Raised in Baltimore, Maryland, Louis Hyman attended Columbia University, where he received a BA in History and Mathematics.

A former Fulbright scholar and McKinsey consultant, Hyman received his PhD in American history in 2007 from Harvard University. His dissertation received the Harold K. Gross Prize for best dissertation in history at Harvard and the Krooss prize for best dissertation in business history nationally. His first book, Debtor Nation: The History of America in Red Ink (Princeton University Press, 2011), focused on the history of the political economy of debt and was selected as one of the 2011 Choice Top 25 Outstanding Books of the Year. His second book, Borrow: The American Way of Debt (Vintage, 2012), explained how American culture shaped finance and in turn how finance shaped culture. 
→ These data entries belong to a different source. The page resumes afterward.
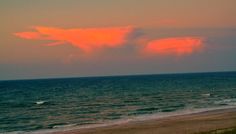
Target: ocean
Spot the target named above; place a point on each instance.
(46, 105)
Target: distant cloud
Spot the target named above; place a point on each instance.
(91, 39)
(86, 39)
(173, 46)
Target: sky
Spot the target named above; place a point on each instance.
(76, 38)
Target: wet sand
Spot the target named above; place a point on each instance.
(181, 124)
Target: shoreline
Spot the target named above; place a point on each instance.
(195, 122)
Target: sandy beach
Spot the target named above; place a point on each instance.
(181, 124)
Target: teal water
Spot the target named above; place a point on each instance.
(32, 105)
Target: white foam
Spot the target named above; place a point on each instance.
(61, 128)
(206, 95)
(227, 101)
(40, 102)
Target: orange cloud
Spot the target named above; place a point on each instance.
(87, 39)
(173, 46)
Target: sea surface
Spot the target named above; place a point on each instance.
(46, 105)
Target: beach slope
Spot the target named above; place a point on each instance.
(181, 124)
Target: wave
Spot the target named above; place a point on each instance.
(40, 102)
(231, 101)
(160, 115)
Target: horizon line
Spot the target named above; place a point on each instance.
(116, 75)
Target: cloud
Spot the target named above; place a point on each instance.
(87, 39)
(173, 46)
(90, 40)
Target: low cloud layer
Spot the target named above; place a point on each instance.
(91, 39)
(173, 46)
(86, 39)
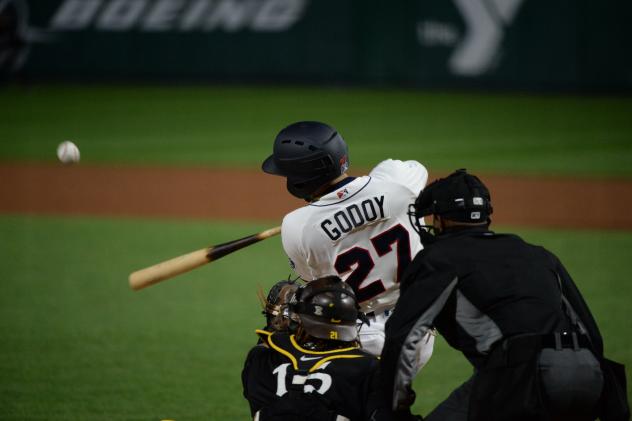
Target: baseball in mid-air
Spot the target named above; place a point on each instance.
(68, 152)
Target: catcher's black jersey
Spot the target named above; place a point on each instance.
(343, 379)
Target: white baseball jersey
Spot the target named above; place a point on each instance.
(360, 232)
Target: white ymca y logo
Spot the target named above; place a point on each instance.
(479, 47)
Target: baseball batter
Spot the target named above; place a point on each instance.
(357, 228)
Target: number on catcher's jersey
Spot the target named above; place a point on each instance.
(315, 382)
(383, 244)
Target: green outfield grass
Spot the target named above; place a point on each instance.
(77, 344)
(569, 135)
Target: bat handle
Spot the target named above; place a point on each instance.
(168, 269)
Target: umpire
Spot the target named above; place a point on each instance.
(510, 307)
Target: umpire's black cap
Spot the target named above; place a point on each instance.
(460, 197)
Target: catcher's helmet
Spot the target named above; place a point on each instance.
(309, 154)
(327, 309)
(460, 197)
(276, 305)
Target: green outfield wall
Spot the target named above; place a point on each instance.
(560, 44)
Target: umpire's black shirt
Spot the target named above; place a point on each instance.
(477, 287)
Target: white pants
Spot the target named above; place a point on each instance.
(372, 339)
(372, 335)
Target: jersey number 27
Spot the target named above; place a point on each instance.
(383, 244)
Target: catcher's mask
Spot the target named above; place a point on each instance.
(275, 306)
(460, 197)
(309, 154)
(327, 309)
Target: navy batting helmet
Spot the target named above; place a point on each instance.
(310, 155)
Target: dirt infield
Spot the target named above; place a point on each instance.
(251, 195)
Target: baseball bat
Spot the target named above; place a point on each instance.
(169, 268)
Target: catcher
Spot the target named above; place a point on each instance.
(309, 365)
His writings have appeared in the New York Times, The Atlantic, Wilson Quarterly, Bloomberg, CNBC, and other newspapers, journals, and blogs, as well as essay collections. He teaches the MOOC American Capitalism: A History through EdX and is the founding editor of the Columbia Studies in the History of U.S. Capitalism book series from Columbia University Press.

Currently he is working on a book entitled Temp: How American Work, American Business, and the American Dream Became Temporary to be published by Viking in 2018.

He is currently an associate professor in the Labor Relations, Law, and History department at the ILR school of Cornell University. He is also the Director of the Institute for Workplace Studies where he oversees a Future of Work research program.

His research focuses on the history of American capitalism, particularly the intersection of the government and the market in everyday economic practice.

He lives in New York City with his wife Katherine Howe.